January 4, 2016

Getting Executive Buy-In


This failure comes from several factors; most significantly, a lack of resources. Because leadership is not onboard they fail to provide the personnel, the time, or the financial resources needed to ensure success. Other factors are related to management’s decisions, priorities or behaviors. This is demonstrated by their misbehaving or working under priorities that are in conflict with the organization’s safety paradigm. Those priorities will cause line supervisors to push the safety envelope and cut corners, take shortcuts, or hurry the worker.

Misbehavior is demonstrated by leadership’s inappropriate reaction to incidents. Getting angry at results or rushing investigation teams will short-circuit investigations and cause analysis processes. Lastly, there is often a failure to establish clear expectations and accountabilities. In fact, such leadership practices may even reward shortcuts by advancing those persons who just “Git-er-done” without examining how they actually “Got-er-did.”

Because of this it is imperative that executive buy-in be established first. With that said, too many times have I seen safety pro’s making the mistake of pushing the “Safety first” message when it should unquestionably be “Safe-operations first.”

Safety and operations are interdependent; one is useless without the other. To get your buy-in, build a business case focused on enterprise risk. Taking a risk perspective communicates the safety benefit message in the language frequently used by the top brass, so they will certainly relate to it better. You must reinforce the cost benefits and the gains they will see in employee retention, production, and mechanical integrity programs.

After they give you their blessing, through coaching and influence you will need to ensure that all leaders and supervisors exhibit—through word and deed—a consistent safety message. Then through collaboration with all stakeholders (including line supervisors and end users), ensure that processes and policies which establish clear expectations and accountabilities are developed. Remember, all output must reinforce a consistent safety message from the top down.

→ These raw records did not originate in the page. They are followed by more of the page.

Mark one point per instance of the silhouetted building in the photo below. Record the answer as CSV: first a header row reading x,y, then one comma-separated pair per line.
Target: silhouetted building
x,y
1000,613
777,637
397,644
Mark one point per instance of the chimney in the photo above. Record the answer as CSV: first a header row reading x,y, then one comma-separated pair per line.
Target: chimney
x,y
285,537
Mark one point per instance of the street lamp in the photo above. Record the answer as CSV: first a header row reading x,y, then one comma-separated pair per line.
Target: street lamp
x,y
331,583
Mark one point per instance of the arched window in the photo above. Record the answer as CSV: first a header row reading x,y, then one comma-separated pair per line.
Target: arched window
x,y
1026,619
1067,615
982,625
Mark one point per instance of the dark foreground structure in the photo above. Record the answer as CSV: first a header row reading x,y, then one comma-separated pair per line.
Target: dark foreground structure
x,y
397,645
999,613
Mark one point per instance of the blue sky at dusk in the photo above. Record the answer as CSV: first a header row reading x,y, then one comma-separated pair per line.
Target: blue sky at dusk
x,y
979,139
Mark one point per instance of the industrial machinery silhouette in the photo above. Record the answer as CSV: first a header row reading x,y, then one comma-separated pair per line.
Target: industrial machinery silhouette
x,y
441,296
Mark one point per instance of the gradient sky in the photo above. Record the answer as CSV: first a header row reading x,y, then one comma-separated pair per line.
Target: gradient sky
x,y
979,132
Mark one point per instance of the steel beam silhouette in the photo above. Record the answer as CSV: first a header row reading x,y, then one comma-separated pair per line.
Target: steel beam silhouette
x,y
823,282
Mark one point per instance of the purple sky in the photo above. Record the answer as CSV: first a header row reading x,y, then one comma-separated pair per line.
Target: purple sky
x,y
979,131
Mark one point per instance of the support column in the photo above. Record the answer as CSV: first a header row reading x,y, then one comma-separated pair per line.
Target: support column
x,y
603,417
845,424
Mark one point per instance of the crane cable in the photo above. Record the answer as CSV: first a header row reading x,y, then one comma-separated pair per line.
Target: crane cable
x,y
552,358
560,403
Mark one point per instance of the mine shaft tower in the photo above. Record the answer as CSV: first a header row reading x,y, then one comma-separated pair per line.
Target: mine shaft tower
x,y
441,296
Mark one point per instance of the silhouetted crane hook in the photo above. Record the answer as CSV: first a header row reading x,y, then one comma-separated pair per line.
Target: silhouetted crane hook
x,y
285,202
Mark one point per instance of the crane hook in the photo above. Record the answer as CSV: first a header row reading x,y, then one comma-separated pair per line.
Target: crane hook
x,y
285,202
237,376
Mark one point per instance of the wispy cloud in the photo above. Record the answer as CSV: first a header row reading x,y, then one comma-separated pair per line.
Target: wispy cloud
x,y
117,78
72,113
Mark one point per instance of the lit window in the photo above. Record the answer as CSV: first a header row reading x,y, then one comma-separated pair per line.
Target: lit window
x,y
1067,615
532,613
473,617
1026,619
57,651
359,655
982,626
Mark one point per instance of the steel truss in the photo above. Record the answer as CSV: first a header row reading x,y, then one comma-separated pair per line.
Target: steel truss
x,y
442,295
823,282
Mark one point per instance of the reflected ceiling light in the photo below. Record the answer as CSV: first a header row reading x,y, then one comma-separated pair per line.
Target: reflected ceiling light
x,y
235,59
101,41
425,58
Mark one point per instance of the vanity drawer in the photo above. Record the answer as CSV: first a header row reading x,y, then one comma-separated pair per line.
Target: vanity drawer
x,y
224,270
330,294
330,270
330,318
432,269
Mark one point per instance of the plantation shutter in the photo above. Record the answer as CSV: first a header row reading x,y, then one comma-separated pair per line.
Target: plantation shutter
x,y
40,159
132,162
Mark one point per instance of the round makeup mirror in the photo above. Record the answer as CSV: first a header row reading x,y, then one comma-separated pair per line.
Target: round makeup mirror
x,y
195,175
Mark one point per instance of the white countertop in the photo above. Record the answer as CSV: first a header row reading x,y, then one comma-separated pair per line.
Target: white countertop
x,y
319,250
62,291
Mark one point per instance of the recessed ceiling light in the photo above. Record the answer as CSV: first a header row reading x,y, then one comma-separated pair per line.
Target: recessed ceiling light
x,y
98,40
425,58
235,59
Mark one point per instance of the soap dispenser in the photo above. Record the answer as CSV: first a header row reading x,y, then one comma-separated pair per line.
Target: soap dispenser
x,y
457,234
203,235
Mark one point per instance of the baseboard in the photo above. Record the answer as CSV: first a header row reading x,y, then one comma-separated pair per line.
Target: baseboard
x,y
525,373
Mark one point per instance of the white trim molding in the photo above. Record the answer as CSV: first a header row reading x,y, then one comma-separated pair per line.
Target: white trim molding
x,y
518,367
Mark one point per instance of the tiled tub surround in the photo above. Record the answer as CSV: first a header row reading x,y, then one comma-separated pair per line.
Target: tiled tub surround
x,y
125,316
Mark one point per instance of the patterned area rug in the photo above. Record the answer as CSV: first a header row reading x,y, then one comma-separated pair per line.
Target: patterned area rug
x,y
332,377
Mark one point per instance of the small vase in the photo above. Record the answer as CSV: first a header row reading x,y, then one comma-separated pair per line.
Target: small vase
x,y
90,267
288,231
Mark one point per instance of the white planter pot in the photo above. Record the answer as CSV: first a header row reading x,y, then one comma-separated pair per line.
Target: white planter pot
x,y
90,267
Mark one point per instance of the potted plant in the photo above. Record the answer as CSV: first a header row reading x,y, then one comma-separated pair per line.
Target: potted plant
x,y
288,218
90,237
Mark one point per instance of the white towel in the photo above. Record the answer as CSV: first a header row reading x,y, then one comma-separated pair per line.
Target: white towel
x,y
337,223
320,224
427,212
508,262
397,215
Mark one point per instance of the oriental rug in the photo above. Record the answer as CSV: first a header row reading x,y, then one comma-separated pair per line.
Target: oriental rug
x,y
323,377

Lastly, and here’s the hard part—make sure you are not viewed as an obstructionist. Look to solve problems. Never just say “no we can’t do that,” but find a way to help operations meet their objectives safely. This is the essence of safe-operations. Without complete surrender, help them see that you are on their team.

Just remind yourself:  if it can be made safe to jump from an airplane with the right procedures, training, and equipment, then there is a way to make this job safe.